Title page for ETD etd-112499-163816


Type of Document Dissertation
Author Jackson, Mitchell Lee
URN etd-112499-163816
Title Investigation of Adhesive and Electrical Performance of Waterborne Epoxies for Interlayer Dielectric Material
Degree PhD
Department Materials Science and Engineering
Advisory Committee
Advisor Name Title
Love, Brian J. Committee Chair
Davis, William A. Committee Member
Dillard, John G. Committee Member
Kander, Ronald G. Committee Member
Ward, Thomas C. Committee Member
Keywords
  • dielectric measurement
  • peel viscoelasticity
  • copper-epoxy adhesion
  • Waterborne epoxy
  • surfactant plasticization
  • latex drying
Date of Defense 1999-11-03
Availability restricted
Abstract
The primary differences between the solventborne and waterborne epoxy printed circuit board (PCB) impregnating resins arise from the distinct physical compositions and drying characteristics of the polymer solution and the latex emulsion. The presence of residual surfactant from the waterborne epoxy emulsion poses a concern for dielectric performance and adhesive durability. Another problem involves the crystallization of insoluble solid dicyandiamide (DICY), which is significantly different in morphology than that found in solution cast resins.

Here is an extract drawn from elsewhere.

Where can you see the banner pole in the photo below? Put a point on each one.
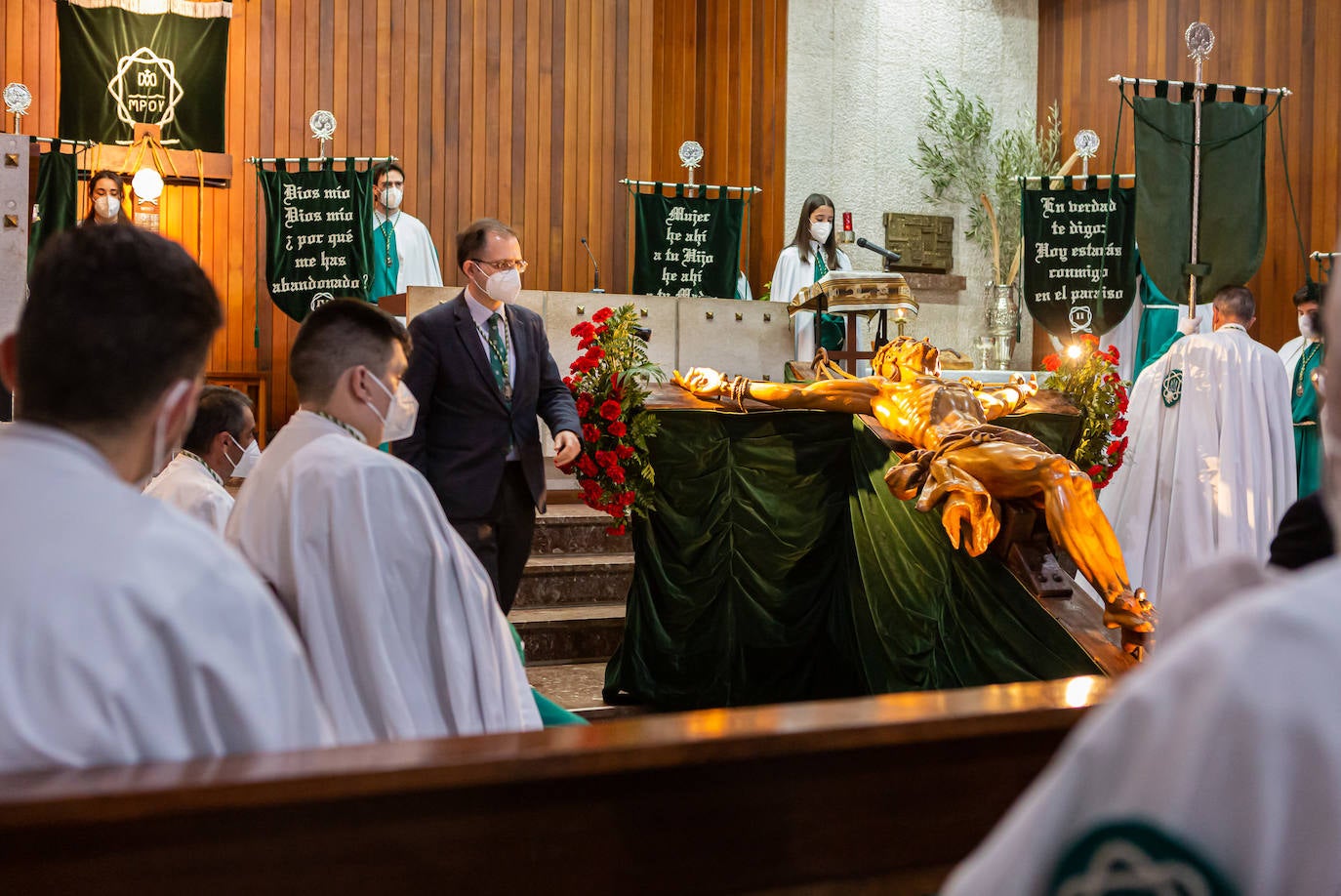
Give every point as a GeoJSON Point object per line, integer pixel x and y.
{"type": "Point", "coordinates": [1200, 39]}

A two-stage drying model was employed to gain a better understanding the drying and coalescence processes. The process of surface DICY crystal formation during the drying of glass prepreg sheet was related to a threshold concentration of the curing agent in the impregnating latex resin formulation. Conditions favoring faster drying lead to the rapid formation of a coalesced skin layer of latex resin, thereby trapping the curing agent in the bulk and reducing the surface deposition of DICY by percolating water. Surfactant is believed to remain concentrated in a receding wet zone until it is driven to the surfaces of the glass fibers upon the completion of drying.

The copper foil/laminate interface was evaluated by a 90° peel test as part of two different studies: an analysis of the viscoelastic response of the interface during peel and a study of the thermal durability of the copper/laminate interfacial peel strength. The surfactant acted as a plasticizer to toughen the fiber/matrix interphase, resulting in larger observed peel strengths in the latex resin impregnated materials relative to the solventborne system. Surfactant segregated to the fiber surface during coalescence to form a plasticized fiber/matrix interphase; surfactant migrated into the bulk during postcure to yield a more homogeneously plasticized epoxy matrix.

Dielectric measurements of neat resin and laminate materials revealed that the dielectric constants of the model resin-impregnated laminates met the performance criteria for PCB substrates of their class, regardless of surfactant content.

Overall, the adhesive performance, adhesive durability, and dielectric properties of PCB systems fabricated with model latex epoxy resin, containing native surfactant (5 wt %), met or exceeded the performance of an equivalent solventborne resin impregnated system.